CHIANG MAI – Three people have reportedly been arrested for their suspected connection to a brief pro-democracy demonstration in front of the United States Consulate in northern Thailand today.
Around ten masked activists gathered in front of the US Consulate in Chiang Mai province this afternoon and held signs pledging their support for human rights, democracy, and non-violence.
The consulate was presumably chosen as the location for the rally because of the US government’s criticism of the 2014 May coup and the junta’s ongoing suppression of civil rights.
The protesters wore masks with cartoon portraits of the fourteen young activists who were arrested last Friday for staging a peaceful pro-democracy demonstration in Bangkok. The activists, thirteen men and one woman, are facing up to seven years in prison for charges of sedition and violating the junta's ban on political gatherings, which was has been in place since the military seized power from an elected government thirteen months ago.

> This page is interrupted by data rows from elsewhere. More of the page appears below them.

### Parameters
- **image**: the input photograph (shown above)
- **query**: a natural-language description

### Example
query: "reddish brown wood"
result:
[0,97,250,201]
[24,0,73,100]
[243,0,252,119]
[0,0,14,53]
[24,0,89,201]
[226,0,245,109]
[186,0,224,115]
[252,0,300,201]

The activists are being held in prisons while they await trial in a military court.
One of the protesters in Chiang Mai today read a letter that condemned the arrests, and called upon authorities to release the fourteen activists without any conditions, Matichon reported.
"Our [decision] to come out and make this demand today is nothing more than doing a duty of friends who see their friends being bullied by injustice," the activist said. "We do not understand why the state sees the youths of this nation, who hold the principles of democracy, human rights, justice, public participation, and non-violence, as individuals who are dangerous to national security. The brutality that is happening to our friends today is so irrational that we find it hard to believe that it is a reality."

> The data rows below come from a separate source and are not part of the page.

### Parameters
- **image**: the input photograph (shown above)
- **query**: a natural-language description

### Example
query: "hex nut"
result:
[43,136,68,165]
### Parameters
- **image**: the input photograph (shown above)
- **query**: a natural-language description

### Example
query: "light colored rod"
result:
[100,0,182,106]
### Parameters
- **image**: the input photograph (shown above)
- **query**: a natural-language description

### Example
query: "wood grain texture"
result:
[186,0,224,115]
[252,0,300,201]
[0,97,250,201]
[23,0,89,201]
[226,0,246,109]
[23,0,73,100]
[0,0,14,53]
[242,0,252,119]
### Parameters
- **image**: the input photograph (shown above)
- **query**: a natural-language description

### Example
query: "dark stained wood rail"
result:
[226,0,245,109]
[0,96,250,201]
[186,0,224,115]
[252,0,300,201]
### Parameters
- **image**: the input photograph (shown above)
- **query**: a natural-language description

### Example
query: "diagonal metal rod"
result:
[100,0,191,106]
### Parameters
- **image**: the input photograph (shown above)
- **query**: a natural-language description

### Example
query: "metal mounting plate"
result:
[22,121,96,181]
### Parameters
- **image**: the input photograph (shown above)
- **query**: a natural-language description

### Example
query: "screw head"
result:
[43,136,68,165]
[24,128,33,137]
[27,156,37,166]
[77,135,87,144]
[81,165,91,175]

The protesters dispersed from the consulate before soldiers arrived to inspect the scene.
According to Prachatai, several hours later police arrested three people at a cafe in Chiang Mai in connection with the protest, which took place on the same day that junta chairman Prayuth Chan-ocha arrived for a two-day visit in Chiang Mai. Security officers previously told the media that they were not expecting any political demonstrations.
The three suspects were taken to the police station for interrogation, Prachatai reported.
Last week, Glyn Davies, who was recently nominated to be the next American ambassador to Thailand, repeated the US’s concerns about the junta's restrictions on civil liberties in his testimony to the Senate Foreign Relations Committee.
"Since the coup, the United States has consistently underscored both publicly and privately our concerns about the disruption of Thailand’s democratic traditions and accompanying restrictions on civil liberties, including freedom of expression and peaceful assembly," Davies said according to a transcript published on the US Embassy in Bangkok's website. "We maintain that democracy can only emerge when the Thai people freely and fairly elect their own representatives and leaders. As required by law, the United States has suspended certain assistance until a democratically elected civilian government takes office. When that occurs, our bilateral relationship can return to its fullest capacity."